Lukács made national news when he challenged the U of M for awarding a PhD to a student who had failed a comprehensive exam and, it later turned out, had not completed all the required coursework. Normally, such a student would have had to leave the program, but because the student later produced documentation related to “exam anxiety” the normal requirements for the degree were waived and the student graduated — despite the concerns that had been raised.

I have been critical of the university since the news of the case broke last year, and repeatedly found their arguments in their own defence to be unconvincing. More importantly, though, the Lukács case demonstrates the extent to which professors at Canadian universities are remarkably powerless to defend the academic principles we need them to defend.

In this case, the dean made a decision to award a degree to a student who, by all accounts, including those of the university’s own spokespeople and the judge in the court case, had not met the ordinary requirements set out in the university’s regulations. No one unfamiliar with the details of the situation could object that the university had gone too far, because they didn’t know the details. Anyone who did know what was going on couldn’t say anything about it because the university considers that a violation of the student’s right to privacy.

And if a morally courageous professor complains anyway, as Lukács did, the university can invoke its confidentiality policies and suspend him without pay, in essence imposing a massive fine. If he tries to fight in court, he’s told it’s none of his business. In short, if a professor believes a degree has been unjustly awarded, there’s not much he can do about it.

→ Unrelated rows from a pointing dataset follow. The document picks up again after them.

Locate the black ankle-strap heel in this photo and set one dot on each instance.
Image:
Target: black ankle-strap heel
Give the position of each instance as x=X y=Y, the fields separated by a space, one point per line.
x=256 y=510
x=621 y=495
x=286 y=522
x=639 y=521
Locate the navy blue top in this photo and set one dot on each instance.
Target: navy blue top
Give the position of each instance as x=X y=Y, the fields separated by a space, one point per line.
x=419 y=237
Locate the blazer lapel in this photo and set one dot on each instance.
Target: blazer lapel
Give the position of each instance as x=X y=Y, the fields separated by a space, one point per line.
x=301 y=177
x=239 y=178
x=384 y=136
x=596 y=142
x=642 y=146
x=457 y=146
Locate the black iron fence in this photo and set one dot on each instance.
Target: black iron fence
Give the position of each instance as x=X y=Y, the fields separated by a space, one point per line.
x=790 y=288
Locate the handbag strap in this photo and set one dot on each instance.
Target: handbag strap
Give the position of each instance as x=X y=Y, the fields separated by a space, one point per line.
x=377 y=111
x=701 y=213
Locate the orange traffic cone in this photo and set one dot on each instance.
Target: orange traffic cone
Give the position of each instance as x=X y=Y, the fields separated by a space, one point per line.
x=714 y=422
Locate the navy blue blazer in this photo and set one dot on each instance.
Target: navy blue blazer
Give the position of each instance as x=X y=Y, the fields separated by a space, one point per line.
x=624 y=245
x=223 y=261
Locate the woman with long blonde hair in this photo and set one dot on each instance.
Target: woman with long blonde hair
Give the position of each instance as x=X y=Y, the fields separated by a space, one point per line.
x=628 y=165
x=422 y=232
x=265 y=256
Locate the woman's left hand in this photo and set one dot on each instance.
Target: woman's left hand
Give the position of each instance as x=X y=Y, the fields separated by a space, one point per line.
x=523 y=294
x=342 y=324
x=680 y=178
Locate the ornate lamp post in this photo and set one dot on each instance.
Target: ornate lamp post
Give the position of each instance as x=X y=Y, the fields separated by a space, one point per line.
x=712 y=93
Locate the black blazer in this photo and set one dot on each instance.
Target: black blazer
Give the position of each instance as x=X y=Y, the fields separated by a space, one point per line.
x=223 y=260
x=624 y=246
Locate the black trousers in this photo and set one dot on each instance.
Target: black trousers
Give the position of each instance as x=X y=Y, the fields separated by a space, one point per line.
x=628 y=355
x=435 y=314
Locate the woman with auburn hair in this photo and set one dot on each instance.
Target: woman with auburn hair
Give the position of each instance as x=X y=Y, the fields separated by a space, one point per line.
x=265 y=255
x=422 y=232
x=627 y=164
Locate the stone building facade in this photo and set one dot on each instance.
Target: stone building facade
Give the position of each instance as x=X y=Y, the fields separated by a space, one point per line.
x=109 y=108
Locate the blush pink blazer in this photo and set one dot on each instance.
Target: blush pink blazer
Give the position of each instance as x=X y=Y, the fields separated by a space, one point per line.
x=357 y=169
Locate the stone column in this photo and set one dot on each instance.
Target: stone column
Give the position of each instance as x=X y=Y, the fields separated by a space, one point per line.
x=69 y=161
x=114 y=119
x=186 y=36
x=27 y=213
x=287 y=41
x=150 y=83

All of this matters immensely because if professors can’t fight for academic integrity when they disagree with a dean or other administrator, who’s left to do it? There are still some white hats in the stables of university leadership, to be sure, but administrators are increasingly corporate-style executives whose attention tends to focus more and more heavily on things like fiscal management and branding. Students, some of whom may care, come and go over just a few years and neither see the big problems nor have time to fight the big fights.

Professors, for the most part, still care deeply about profound intellectual values. They couldn’t have come this far if they didn’t. But when administrators make academic decisions despite the judgements of the scholars closest to students, and when they can hide behind confidentiality policies and legal maneuverings, the future of academic integrity in this country does not look bright.